Finding out I had Parkinson's disease (PD) was a lengthy process. I was a runner and loved to run. Every day since 1997, I ran seven miles a day! The trails in our area were beautiful. I often ran straight after work, bringing my running clothes with me.
I worked at a mechanic shop and after my runs I never thought the mechanics could smell me, especially considering I’m surrounded by oil and cars. Just blocks from the shop on my run I was always able to smell a lilac bush. But over time I was no longer able to smell it. I eventually had to force the lilacs up my nose in order to smell them. I didn’t think much of it at the time. By the time I got to work I forgot all about it.
Later that year, I had to stop running because I kept falling. My customers were getting concerned, constantly asking if I was ok. I'd respond with "Yeah, I'm just getting old and fat."
Months later we took a vacation to the Grand Canyon and our travel companions wanted to take some trails down into the canyon. Everyone who knows me will tell you that nothing would stop me from joining. But this time I looked at the group and said, "I can't do it. I can't even lift my feet.”

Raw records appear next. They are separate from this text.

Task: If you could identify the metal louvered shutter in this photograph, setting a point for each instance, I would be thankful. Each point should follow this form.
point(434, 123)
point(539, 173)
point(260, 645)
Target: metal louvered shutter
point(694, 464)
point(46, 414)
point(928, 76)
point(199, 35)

I was shuffling, stooped over. I finally realized I needed to see a doctor. On my first visit he looked at me and said, “Stage 4 Parkinson's."
So, 12 years later and 70 pounds heavier, I decided once and for all — this disease will NOT conquer me, I will conquer it!
Four years ago, I had deep brain stimulation (DBS) and went from taking pills every hour to every five hours. Four months after that, I danced at my daughter’s wedding!
There no stopping me now.
In 2019, I plan to walk from San Diego, CA, to Boston, MA, and make sure that every single person I meet knows what Parkinson's is and how poorly it’s funded.